Love easy salad recipes that are perfect for potlucks? Well, then, you’ll have to make these:

  • German Potato Salad
  • Grandma’s Potato Salad
  • Strawberry Pretzel Salad
  • Raw Citrus Beet Salad
  • Marinated Tomato Cucumber Salad
  • Grape Salad
  • Chickpea Salad
  • Shredded Beet and Kale Salad
Macaroni Salad
Prep20 minutes
Cook8 minutes
Total28 minutes
Servings 8 servings
homemade creamy Macaroni Salad recipe
Macaroni Salad is one of the best recipes for summer potlucks. This creamy, simple, old fashioned recipe is full of veggies for added flavor and crunch!
Equipment
  • stock pot
  • Mixing Bowls

Ingredients

Macaroni Salad:

  • 8 ounces elbow macaroni noodles
  • 1/4 cup cornichons diced
  • 3/4 cup green bell pepper diced
  • 3/4 cup celery diced (I used 3 stalks)
  • 1/2 cup red onion diced (I used one small red onion)
  • 2 large carrots peeled and shredded

Dressing:

  • 3/4 cup mayonnaise
  • 1/4 cup sour cream
  • 2 tablespoons cornichon juice
  • 1 tablespoon apple cider vinegar
  • 1 tablespoon granulated sugar
  • 2 teaspoons dijon mustard
  • 1 teaspoon kosher salt
  • 1/4 teaspoon black pepper freshly ground
  • 1/4 teaspoon garlic powder
  • 1/8 teaspoon red pepper flakes

Instructions

  • Bring large pot of salted water to a boil.

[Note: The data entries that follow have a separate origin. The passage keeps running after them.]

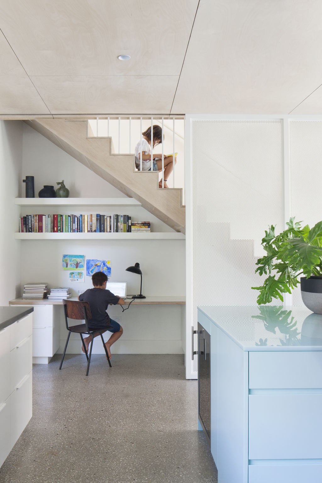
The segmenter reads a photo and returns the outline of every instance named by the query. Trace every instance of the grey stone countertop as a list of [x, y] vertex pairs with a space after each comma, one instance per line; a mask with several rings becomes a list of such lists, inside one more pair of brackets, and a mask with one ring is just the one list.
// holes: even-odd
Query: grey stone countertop
[[33, 312], [33, 307], [0, 307], [0, 330]]
[[322, 314], [304, 305], [199, 309], [243, 351], [322, 351]]

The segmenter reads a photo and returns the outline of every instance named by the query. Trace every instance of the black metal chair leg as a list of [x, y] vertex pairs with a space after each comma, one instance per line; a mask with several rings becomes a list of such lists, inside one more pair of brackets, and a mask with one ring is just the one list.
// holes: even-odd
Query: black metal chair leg
[[91, 362], [91, 355], [92, 355], [92, 349], [93, 349], [93, 343], [94, 341], [94, 334], [92, 336], [92, 341], [91, 342], [91, 348], [89, 350], [89, 357], [87, 362], [87, 370], [86, 371], [86, 376], [88, 375], [88, 370], [89, 369], [89, 364]]
[[61, 366], [63, 365], [63, 361], [64, 360], [64, 357], [65, 357], [65, 355], [66, 352], [66, 349], [67, 348], [67, 344], [68, 343], [68, 341], [70, 340], [70, 332], [69, 332], [68, 336], [67, 337], [67, 340], [66, 341], [66, 343], [65, 346], [65, 349], [64, 349], [64, 353], [63, 354], [63, 356], [61, 358], [61, 361], [60, 362], [60, 365], [59, 366], [59, 370], [61, 369]]
[[100, 338], [102, 339], [102, 342], [103, 342], [103, 345], [104, 346], [104, 348], [105, 349], [105, 353], [106, 354], [106, 357], [107, 357], [107, 360], [108, 360], [108, 361], [109, 362], [109, 364], [110, 365], [110, 367], [112, 367], [112, 364], [111, 363], [111, 361], [110, 360], [110, 357], [109, 357], [109, 353], [107, 352], [107, 349], [106, 349], [106, 346], [105, 345], [105, 343], [104, 341], [104, 339], [103, 338], [103, 336], [102, 335], [102, 333], [101, 332], [99, 332], [99, 334], [100, 335]]
[[84, 348], [84, 350], [85, 351], [85, 355], [86, 355], [86, 358], [88, 360], [88, 356], [87, 355], [87, 351], [86, 350], [86, 346], [85, 345], [85, 342], [84, 342], [84, 340], [83, 338], [83, 335], [82, 334], [80, 334], [81, 336], [81, 339], [82, 339], [82, 343], [83, 344], [83, 346]]

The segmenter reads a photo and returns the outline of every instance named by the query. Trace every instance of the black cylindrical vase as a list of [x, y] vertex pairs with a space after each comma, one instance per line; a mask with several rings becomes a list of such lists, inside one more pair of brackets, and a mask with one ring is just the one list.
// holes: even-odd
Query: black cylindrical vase
[[315, 313], [322, 313], [322, 277], [301, 277], [301, 295], [308, 309]]
[[34, 176], [26, 176], [25, 180], [22, 180], [26, 183], [26, 198], [35, 198], [35, 178]]
[[40, 198], [56, 198], [56, 192], [53, 186], [44, 185], [43, 188], [38, 193], [38, 196]]

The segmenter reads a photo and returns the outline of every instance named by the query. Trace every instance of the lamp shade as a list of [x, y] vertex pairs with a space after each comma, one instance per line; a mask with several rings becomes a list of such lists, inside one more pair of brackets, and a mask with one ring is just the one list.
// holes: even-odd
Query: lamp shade
[[132, 273], [137, 273], [138, 275], [142, 275], [142, 272], [140, 268], [140, 263], [136, 263], [134, 266], [128, 267], [126, 269], [126, 271], [132, 272]]

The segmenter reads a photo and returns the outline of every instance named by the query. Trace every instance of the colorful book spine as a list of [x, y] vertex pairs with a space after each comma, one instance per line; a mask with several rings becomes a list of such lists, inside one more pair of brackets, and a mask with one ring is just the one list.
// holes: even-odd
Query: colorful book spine
[[105, 231], [105, 219], [103, 214], [101, 214], [99, 215], [99, 231], [103, 233]]
[[43, 226], [42, 225], [42, 218], [43, 215], [42, 214], [37, 214], [36, 215], [37, 217], [37, 231], [38, 233], [42, 233], [45, 230], [43, 229]]

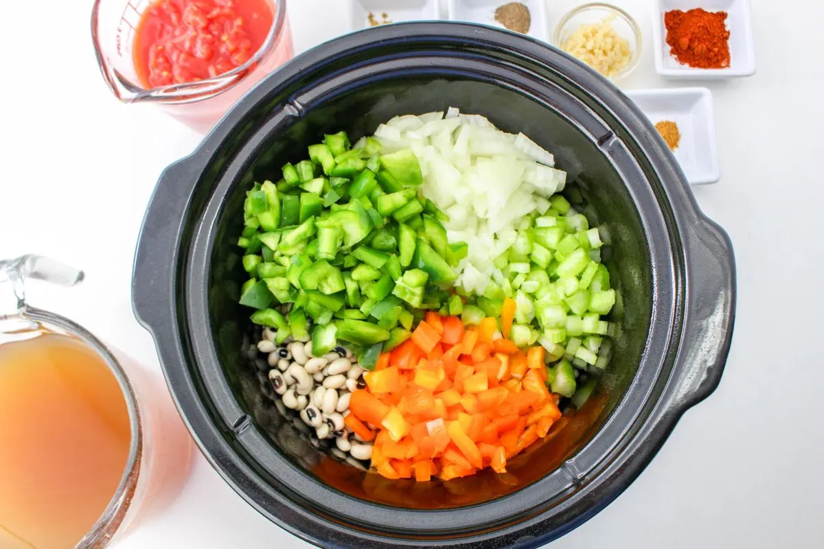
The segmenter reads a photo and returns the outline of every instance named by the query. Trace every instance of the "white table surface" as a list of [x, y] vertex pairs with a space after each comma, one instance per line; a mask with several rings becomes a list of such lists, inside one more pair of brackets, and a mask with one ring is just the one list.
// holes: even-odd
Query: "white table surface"
[[[647, 42], [623, 86], [677, 86], [654, 72], [654, 0], [615, 2], [638, 19]], [[345, 30], [344, 0], [290, 3], [297, 51]], [[573, 4], [548, 2], [550, 29]], [[753, 4], [758, 72], [707, 84], [722, 179], [695, 189], [729, 232], [737, 259], [723, 379], [640, 477], [554, 548], [824, 547], [824, 109], [821, 71], [810, 64], [822, 44], [824, 2]], [[4, 21], [18, 22], [0, 33], [0, 257], [39, 253], [85, 269], [76, 289], [31, 289], [35, 305], [73, 318], [159, 372], [152, 342], [132, 314], [133, 254], [158, 174], [199, 136], [110, 95], [92, 54], [91, 5], [4, 7]], [[180, 497], [118, 549], [272, 547], [309, 546], [253, 510], [199, 454]]]

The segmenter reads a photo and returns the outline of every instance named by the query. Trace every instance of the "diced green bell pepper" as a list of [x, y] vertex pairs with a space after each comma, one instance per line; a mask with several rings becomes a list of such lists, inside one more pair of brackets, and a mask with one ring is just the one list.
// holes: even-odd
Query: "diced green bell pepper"
[[353, 198], [365, 197], [368, 195], [377, 185], [377, 183], [375, 181], [375, 174], [368, 170], [364, 170], [361, 173], [358, 174], [354, 180], [352, 182], [352, 186], [349, 187], [349, 196]]
[[[358, 345], [374, 345], [389, 339], [389, 330], [363, 320], [338, 320], [337, 337]], [[314, 353], [313, 353], [314, 354]]]
[[335, 155], [327, 145], [318, 144], [309, 146], [309, 158], [323, 167], [323, 173], [329, 175], [335, 168]]
[[[401, 244], [403, 240], [401, 239]], [[401, 261], [403, 264], [403, 250], [400, 251]], [[424, 242], [422, 239], [418, 239], [415, 244], [414, 255], [412, 258], [412, 267], [421, 269], [429, 275], [429, 280], [435, 283], [454, 282], [457, 278], [457, 274], [449, 266], [446, 259], [441, 257], [438, 252], [433, 249], [432, 246]]]
[[241, 305], [263, 310], [269, 308], [274, 296], [263, 281], [250, 279], [241, 291]]
[[301, 193], [299, 222], [302, 223], [310, 217], [320, 215], [322, 208], [323, 201], [321, 197], [312, 193]]
[[261, 263], [263, 263], [263, 258], [260, 255], [243, 256], [243, 268], [246, 269], [246, 272], [253, 277], [257, 272], [257, 266]]
[[300, 198], [293, 194], [284, 194], [280, 208], [280, 226], [288, 227], [300, 222]]
[[418, 157], [411, 149], [382, 156], [381, 165], [401, 185], [419, 185], [424, 180]]
[[378, 252], [367, 246], [358, 246], [352, 252], [352, 255], [376, 269], [382, 268], [389, 260], [388, 254]]
[[323, 356], [327, 352], [331, 352], [338, 345], [337, 330], [335, 323], [315, 326], [311, 333], [311, 354]]
[[400, 266], [406, 268], [412, 263], [414, 256], [415, 244], [418, 235], [414, 229], [405, 223], [401, 223], [398, 227], [398, 254], [400, 260]]
[[[410, 324], [411, 327], [411, 324]], [[389, 339], [383, 342], [383, 352], [388, 352], [412, 337], [409, 328], [393, 328], [389, 331]]]
[[337, 133], [325, 135], [323, 142], [329, 147], [334, 156], [344, 154], [349, 150], [350, 147], [349, 137], [346, 135], [346, 132], [338, 132]]
[[251, 319], [255, 324], [269, 326], [269, 328], [286, 328], [288, 326], [283, 315], [274, 309], [255, 311], [252, 313]]

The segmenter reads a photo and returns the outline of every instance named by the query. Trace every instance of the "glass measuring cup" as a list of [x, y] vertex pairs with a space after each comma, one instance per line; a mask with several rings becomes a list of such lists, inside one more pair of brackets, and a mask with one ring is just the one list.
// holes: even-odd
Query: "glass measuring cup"
[[266, 0], [272, 28], [260, 49], [244, 64], [213, 78], [151, 89], [134, 68], [135, 30], [153, 0], [95, 0], [91, 40], [103, 79], [124, 103], [148, 102], [193, 129], [205, 133], [244, 92], [294, 54], [287, 0]]
[[[55, 426], [67, 424], [60, 418], [54, 418], [50, 422], [48, 436], [66, 438], [59, 444], [55, 444], [54, 447], [41, 448], [32, 443], [32, 440], [37, 442], [43, 440], [43, 433], [46, 431], [42, 429], [44, 425], [42, 412], [47, 407], [35, 403], [34, 401], [37, 400], [35, 398], [23, 399], [26, 403], [23, 410], [26, 415], [21, 416], [15, 413], [16, 408], [13, 403], [10, 404], [7, 401], [5, 403], [0, 402], [0, 427], [2, 427], [0, 428], [0, 475], [15, 475], [16, 471], [18, 474], [15, 477], [22, 477], [16, 482], [18, 485], [16, 488], [10, 487], [7, 482], [11, 478], [9, 477], [7, 477], [7, 482], [2, 483], [3, 486], [0, 486], [0, 547], [3, 549], [51, 547], [54, 547], [55, 542], [59, 542], [61, 548], [68, 547], [63, 544], [62, 536], [54, 534], [54, 531], [61, 528], [63, 533], [67, 531], [73, 531], [74, 533], [73, 530], [80, 530], [71, 541], [67, 541], [67, 543], [76, 543], [74, 545], [76, 549], [105, 547], [124, 536], [138, 520], [169, 503], [179, 492], [187, 477], [193, 444], [162, 384], [152, 379], [128, 356], [119, 351], [113, 351], [110, 346], [105, 345], [82, 327], [60, 315], [32, 307], [26, 301], [26, 281], [43, 280], [63, 286], [71, 286], [82, 280], [82, 277], [81, 271], [40, 256], [27, 255], [14, 260], [0, 261], [0, 383], [12, 384], [6, 385], [9, 388], [7, 398], [13, 397], [13, 389], [24, 387], [14, 383], [16, 379], [19, 380], [26, 377], [26, 372], [20, 367], [21, 365], [26, 368], [26, 371], [29, 371], [30, 369], [36, 370], [41, 365], [38, 364], [39, 361], [57, 361], [58, 359], [54, 358], [55, 353], [66, 351], [68, 349], [77, 351], [79, 353], [78, 356], [83, 357], [87, 362], [94, 361], [97, 366], [102, 364], [102, 368], [99, 371], [102, 371], [105, 375], [105, 377], [110, 379], [111, 383], [108, 385], [101, 384], [97, 382], [100, 382], [101, 377], [96, 376], [94, 379], [95, 384], [82, 387], [85, 391], [83, 394], [87, 397], [83, 402], [86, 405], [84, 409], [91, 410], [96, 413], [78, 417], [82, 417], [84, 421], [92, 416], [100, 418], [110, 430], [114, 429], [112, 426], [119, 422], [117, 414], [113, 412], [117, 412], [119, 409], [125, 409], [129, 433], [128, 454], [123, 453], [125, 455], [123, 460], [125, 465], [122, 473], [119, 473], [119, 469], [115, 470], [115, 474], [120, 474], [116, 490], [114, 489], [112, 483], [109, 485], [112, 490], [101, 491], [98, 486], [98, 489], [95, 491], [95, 482], [89, 482], [84, 485], [81, 491], [84, 493], [73, 491], [68, 494], [71, 496], [68, 501], [77, 505], [82, 505], [78, 502], [87, 498], [87, 494], [85, 493], [87, 491], [102, 494], [102, 498], [108, 498], [110, 494], [111, 497], [107, 504], [105, 500], [102, 500], [105, 506], [101, 509], [99, 516], [96, 512], [89, 520], [83, 521], [79, 526], [73, 524], [72, 527], [63, 528], [65, 526], [63, 517], [58, 519], [54, 516], [56, 514], [45, 516], [40, 512], [46, 509], [53, 509], [54, 508], [53, 500], [66, 500], [66, 492], [60, 491], [64, 490], [70, 483], [67, 482], [52, 492], [43, 492], [42, 486], [44, 483], [32, 482], [32, 479], [41, 477], [44, 472], [38, 468], [38, 464], [32, 463], [30, 466], [28, 462], [23, 463], [19, 458], [16, 460], [14, 448], [26, 449], [25, 454], [24, 450], [21, 450], [19, 456], [30, 456], [33, 454], [32, 450], [40, 450], [41, 454], [45, 454], [59, 444], [65, 447], [68, 444], [68, 440], [73, 448], [80, 449], [74, 452], [75, 458], [78, 454], [91, 457], [92, 454], [99, 454], [111, 449], [93, 444], [87, 446], [84, 441], [89, 443], [91, 440], [89, 437], [77, 436], [76, 439], [75, 433], [67, 432]], [[61, 342], [62, 347], [48, 347], [47, 342], [54, 342], [57, 340]], [[14, 357], [16, 356], [20, 357], [21, 348], [29, 351], [36, 348], [38, 353], [27, 355], [26, 357], [30, 360], [25, 365], [20, 362], [15, 363]], [[40, 352], [40, 351], [43, 352]], [[6, 370], [6, 374], [16, 372], [18, 375], [16, 378], [15, 375], [3, 375], [4, 368], [10, 369]], [[15, 368], [17, 370], [15, 370]], [[67, 370], [55, 368], [49, 370], [49, 373], [54, 378], [54, 383], [49, 384], [59, 388], [72, 384], [68, 382], [73, 379], [75, 382], [74, 387], [77, 388], [80, 386], [79, 381], [91, 379], [80, 375], [79, 370], [75, 372], [77, 375], [73, 377]], [[43, 379], [42, 376], [38, 377], [36, 381], [41, 381]], [[103, 399], [96, 398], [95, 392], [91, 388], [111, 388], [112, 383], [115, 389], [119, 390], [119, 394], [117, 396], [122, 397], [122, 399], [119, 399], [120, 406], [114, 407], [101, 406]], [[35, 385], [40, 390], [40, 385], [35, 383], [28, 383], [26, 386], [31, 388]], [[0, 389], [2, 388], [3, 387], [0, 387]], [[44, 402], [48, 400], [49, 395], [55, 394], [54, 392], [49, 393], [44, 387], [42, 390], [43, 393], [39, 393], [38, 396], [39, 400]], [[89, 393], [89, 391], [91, 393]], [[0, 390], [0, 393], [2, 393], [2, 390]], [[26, 390], [25, 393], [28, 396], [30, 391]], [[115, 394], [117, 394], [116, 390]], [[2, 406], [3, 404], [5, 406]], [[22, 410], [22, 407], [16, 410]], [[61, 412], [68, 413], [63, 409]], [[104, 413], [105, 412], [108, 413]], [[3, 417], [3, 414], [8, 415]], [[13, 426], [8, 428], [11, 420], [21, 416], [26, 419], [20, 424], [19, 428]], [[38, 419], [38, 416], [40, 419]], [[75, 421], [74, 425], [77, 424]], [[6, 437], [8, 438], [2, 440]], [[93, 463], [94, 460], [89, 458], [88, 461]], [[41, 462], [40, 465], [43, 463]], [[29, 470], [28, 473], [20, 474], [21, 471], [26, 469]], [[58, 471], [59, 474], [63, 472]], [[86, 477], [97, 481], [100, 477], [102, 475], [96, 475], [93, 468], [86, 468]], [[15, 482], [12, 482], [11, 484], [14, 485]], [[39, 486], [40, 490], [35, 486]], [[7, 491], [5, 495], [3, 491]], [[21, 493], [23, 495], [20, 495]], [[17, 495], [10, 495], [13, 494]], [[18, 496], [24, 500], [18, 500], [16, 499]], [[100, 505], [101, 508], [102, 506]], [[21, 510], [24, 508], [27, 510]], [[37, 516], [32, 516], [35, 514]], [[68, 514], [76, 514], [76, 513]], [[58, 525], [61, 520], [63, 522]], [[95, 522], [91, 523], [91, 520]], [[44, 523], [52, 525], [51, 529], [54, 531], [44, 532], [46, 528], [40, 528], [40, 525]], [[59, 537], [59, 541], [57, 541]]]

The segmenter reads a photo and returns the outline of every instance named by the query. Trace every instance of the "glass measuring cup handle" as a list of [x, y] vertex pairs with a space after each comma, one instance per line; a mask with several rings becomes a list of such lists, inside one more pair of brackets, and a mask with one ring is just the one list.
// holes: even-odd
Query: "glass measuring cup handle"
[[83, 280], [83, 272], [42, 255], [0, 259], [0, 318], [26, 309], [26, 281], [42, 280], [71, 287]]

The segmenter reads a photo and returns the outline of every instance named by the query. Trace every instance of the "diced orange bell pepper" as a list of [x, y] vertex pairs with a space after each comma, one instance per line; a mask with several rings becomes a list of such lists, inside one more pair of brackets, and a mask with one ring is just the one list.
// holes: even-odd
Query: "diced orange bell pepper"
[[463, 339], [465, 328], [461, 319], [456, 316], [447, 316], [441, 319], [443, 323], [443, 332], [441, 341], [449, 345], [457, 345]]
[[[470, 427], [472, 426], [472, 416], [471, 414], [467, 414], [466, 412], [461, 412], [459, 413], [458, 418], [456, 421], [458, 422], [458, 425], [461, 426], [461, 429], [463, 430], [465, 433], [469, 430]], [[447, 430], [447, 432], [448, 433], [449, 430]]]
[[393, 459], [390, 462], [392, 468], [395, 469], [400, 478], [410, 478], [412, 477], [412, 462], [409, 459]]
[[501, 332], [503, 337], [509, 339], [509, 332], [513, 328], [513, 320], [515, 319], [515, 300], [508, 297], [503, 300], [503, 306], [501, 307]]
[[382, 352], [377, 357], [377, 363], [375, 365], [375, 370], [378, 371], [389, 367], [389, 359], [391, 355], [388, 352]]
[[472, 360], [475, 362], [480, 362], [488, 359], [490, 352], [492, 352], [492, 346], [489, 343], [485, 342], [475, 343], [475, 348], [472, 349]]
[[478, 398], [471, 393], [467, 393], [461, 398], [461, 406], [471, 414], [478, 412]]
[[442, 378], [433, 370], [417, 369], [415, 370], [414, 384], [430, 391], [434, 391], [441, 384], [441, 380]]
[[393, 366], [397, 366], [400, 370], [414, 368], [418, 361], [424, 356], [424, 351], [415, 345], [411, 339], [392, 349], [390, 352], [389, 363]]
[[435, 397], [432, 391], [423, 385], [415, 384], [406, 389], [405, 397], [406, 410], [412, 414], [424, 414], [435, 405]]
[[[362, 421], [379, 426], [383, 418], [389, 413], [389, 407], [369, 392], [359, 389], [349, 397], [349, 412]], [[354, 430], [353, 429], [353, 430]]]
[[527, 427], [527, 430], [523, 431], [523, 435], [521, 435], [521, 440], [519, 443], [522, 448], [526, 448], [531, 444], [538, 440], [538, 426], [531, 425]]
[[434, 458], [439, 452], [435, 445], [435, 440], [431, 436], [424, 436], [418, 443], [419, 455], [422, 458]]
[[417, 461], [412, 465], [414, 470], [414, 479], [419, 482], [426, 482], [432, 478], [435, 465], [429, 459]]
[[475, 346], [478, 343], [478, 333], [475, 330], [466, 330], [463, 339], [461, 340], [461, 351], [464, 355], [471, 355]]
[[520, 431], [512, 429], [501, 435], [501, 445], [503, 446], [507, 455], [513, 455], [517, 447], [518, 438], [521, 436]]
[[498, 378], [499, 381], [508, 381], [512, 377], [512, 375], [509, 372], [509, 356], [501, 353], [495, 355], [495, 358], [499, 361], [499, 362], [500, 362], [501, 365], [498, 368], [498, 375], [495, 377]]
[[495, 387], [481, 391], [475, 396], [478, 397], [478, 407], [481, 410], [494, 410], [509, 394], [509, 391], [504, 387]]
[[412, 426], [404, 418], [396, 407], [389, 409], [386, 416], [381, 421], [381, 426], [386, 430], [392, 440], [398, 442], [412, 429]]
[[457, 368], [458, 359], [461, 357], [461, 346], [453, 345], [449, 349], [445, 351], [443, 356], [441, 357], [441, 361], [443, 362], [443, 370], [445, 370], [447, 374], [450, 376], [454, 375], [455, 369]]
[[398, 474], [397, 471], [392, 468], [392, 466], [388, 461], [385, 461], [377, 466], [377, 473], [385, 478], [400, 478], [400, 475]]
[[466, 378], [464, 381], [464, 391], [466, 393], [480, 393], [489, 388], [489, 379], [486, 372], [478, 372]]
[[451, 463], [455, 463], [456, 465], [460, 465], [464, 468], [472, 467], [472, 464], [469, 462], [469, 459], [463, 454], [463, 453], [458, 449], [458, 447], [452, 443], [443, 450], [443, 459]]
[[382, 446], [383, 455], [392, 459], [405, 459], [406, 458], [406, 444], [389, 440]]
[[507, 416], [501, 416], [493, 421], [492, 423], [499, 431], [503, 432], [514, 429], [517, 426], [518, 420], [520, 420], [520, 416], [517, 414], [508, 414]]
[[353, 433], [361, 437], [362, 439], [363, 439], [363, 440], [367, 442], [369, 442], [370, 440], [372, 440], [375, 438], [375, 433], [373, 433], [368, 427], [367, 427], [363, 421], [358, 419], [355, 416], [354, 412], [347, 415], [346, 417], [344, 418], [344, 425], [351, 429]]
[[430, 417], [443, 417], [447, 415], [447, 405], [440, 398], [435, 398], [435, 406], [433, 407], [432, 412], [428, 414]]
[[468, 436], [471, 440], [477, 441], [480, 438], [480, 434], [483, 432], [484, 428], [489, 425], [489, 420], [487, 415], [483, 412], [478, 412], [472, 415], [472, 425], [470, 426], [469, 430], [466, 431], [466, 436]]
[[486, 317], [478, 325], [478, 339], [487, 343], [492, 342], [492, 336], [498, 331], [498, 322], [492, 317]]
[[489, 462], [489, 466], [495, 472], [507, 472], [507, 452], [503, 446], [499, 446], [495, 450], [492, 455], [492, 460]]
[[419, 444], [424, 436], [429, 436], [429, 431], [426, 428], [426, 421], [414, 424], [412, 428], [410, 429], [410, 436], [416, 444]]
[[523, 376], [522, 383], [525, 389], [540, 395], [541, 400], [549, 399], [550, 390], [546, 388], [546, 384], [541, 379], [537, 370], [529, 370]]
[[458, 393], [463, 393], [464, 381], [475, 373], [475, 368], [462, 362], [458, 363], [457, 370], [455, 370], [455, 379], [452, 381], [452, 387]]
[[412, 333], [411, 341], [424, 352], [429, 352], [441, 341], [441, 334], [424, 321], [419, 323]]
[[555, 421], [548, 416], [541, 417], [538, 421], [538, 436], [541, 438], [546, 436], [546, 434], [550, 432], [550, 429], [552, 428], [554, 423]]
[[427, 311], [424, 321], [438, 332], [438, 335], [443, 333], [443, 322], [441, 320], [441, 316], [435, 311]]
[[509, 372], [516, 379], [522, 379], [527, 373], [527, 357], [523, 355], [515, 355], [509, 361]]
[[544, 356], [545, 354], [546, 349], [541, 345], [530, 347], [529, 351], [527, 351], [527, 367], [545, 370], [546, 368], [546, 365], [544, 364]]
[[400, 375], [397, 366], [363, 375], [367, 386], [372, 393], [394, 393], [400, 388]]
[[389, 461], [389, 458], [383, 455], [383, 451], [379, 444], [372, 444], [372, 464], [377, 468], [381, 466], [381, 463]]
[[455, 445], [457, 446], [458, 449], [461, 450], [461, 453], [466, 456], [466, 458], [473, 467], [476, 467], [479, 469], [484, 467], [478, 447], [466, 435], [459, 421], [447, 422], [447, 433], [449, 435], [449, 438], [452, 440], [452, 442], [455, 443]]
[[498, 372], [501, 369], [501, 361], [492, 356], [479, 361], [475, 365], [475, 371], [485, 372], [489, 384], [498, 384]]
[[461, 402], [461, 393], [455, 390], [454, 388], [447, 389], [443, 393], [439, 393], [438, 398], [443, 401], [443, 403], [449, 406], [455, 406]]
[[494, 352], [500, 352], [504, 355], [516, 355], [518, 351], [515, 342], [503, 339], [503, 337], [492, 342], [492, 350]]
[[520, 393], [523, 388], [521, 387], [521, 380], [515, 379], [507, 379], [501, 384], [501, 387], [506, 387], [510, 393]]

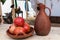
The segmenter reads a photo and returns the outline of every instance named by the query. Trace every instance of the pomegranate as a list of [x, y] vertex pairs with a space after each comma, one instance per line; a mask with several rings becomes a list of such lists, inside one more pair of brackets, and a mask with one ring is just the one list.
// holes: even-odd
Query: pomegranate
[[30, 31], [30, 26], [28, 23], [24, 23], [24, 29], [26, 30], [26, 32], [29, 32]]
[[16, 27], [14, 30], [14, 34], [18, 35], [18, 34], [24, 34], [25, 30], [23, 27]]
[[16, 25], [16, 26], [23, 26], [24, 25], [24, 19], [22, 18], [22, 17], [17, 17], [17, 18], [15, 18], [15, 20], [14, 20], [14, 24]]
[[15, 25], [12, 24], [12, 25], [9, 27], [9, 32], [10, 32], [10, 33], [13, 33], [14, 29], [15, 29]]

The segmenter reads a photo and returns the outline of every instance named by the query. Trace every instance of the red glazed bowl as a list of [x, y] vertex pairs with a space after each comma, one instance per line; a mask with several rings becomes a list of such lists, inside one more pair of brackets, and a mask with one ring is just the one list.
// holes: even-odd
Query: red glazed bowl
[[27, 37], [33, 36], [34, 29], [32, 27], [30, 27], [30, 32], [29, 33], [26, 33], [26, 35], [18, 35], [18, 36], [16, 36], [15, 34], [11, 34], [9, 32], [9, 30], [7, 30], [6, 33], [11, 38], [14, 38], [14, 39], [18, 39], [18, 38], [23, 39], [23, 38], [27, 38]]

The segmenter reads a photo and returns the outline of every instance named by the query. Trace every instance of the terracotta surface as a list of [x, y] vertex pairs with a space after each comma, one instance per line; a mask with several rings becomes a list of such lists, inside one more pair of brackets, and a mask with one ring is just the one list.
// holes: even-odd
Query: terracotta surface
[[[6, 34], [6, 30], [9, 28], [9, 25], [10, 24], [0, 25], [0, 40], [20, 40], [20, 39], [12, 39]], [[58, 26], [51, 27], [51, 31], [47, 36], [34, 35], [32, 37], [21, 39], [21, 40], [60, 40], [60, 27]]]
[[[37, 35], [45, 36], [49, 34], [51, 29], [51, 22], [49, 20], [51, 10], [42, 3], [39, 3], [38, 7], [40, 10], [35, 19], [34, 29]], [[46, 15], [46, 8], [49, 10], [49, 16]]]

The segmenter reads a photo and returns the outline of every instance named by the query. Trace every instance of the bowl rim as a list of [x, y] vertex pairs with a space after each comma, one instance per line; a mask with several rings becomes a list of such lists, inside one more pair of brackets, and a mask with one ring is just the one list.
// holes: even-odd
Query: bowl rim
[[14, 39], [21, 38], [21, 39], [23, 39], [23, 38], [27, 38], [27, 37], [33, 36], [33, 34], [34, 34], [34, 28], [30, 27], [30, 30], [32, 30], [32, 31], [30, 31], [28, 34], [26, 34], [26, 35], [20, 35], [20, 36], [12, 35], [11, 33], [9, 33], [9, 30], [7, 30], [6, 33], [11, 38], [14, 38]]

Cook pasta just to the al dente stage. You want them to be cooked but still have a nice, tender bite to them. Allow to cool.
  • In a large bowl, combine cooked macaroni with remaining salad ingredients.
  • To make dressing, whisk together all dressing ingredients until well combined. Add to salad and toss to coat. Taste and adjust seasonings, if needed. 
  • Serve immediately or refrigerate until ready to serve. Enjoy!

Nutrition

Calories: 278kcal, Carbohydrates: 26g, Protein: 3g, Fat: 18g, Saturated Fat: 3g, Cholesterol: 12mg, Sodium: 539mg, Potassium: 131mg, Fiber: 1g, Sugar: 3g, Vitamin A: 3180IU, Vitamin C: 13.4mg, Calcium: 23mg, Iron: 0.5mg

Nutrition information is automatically calculated, so should only be used as an approximation.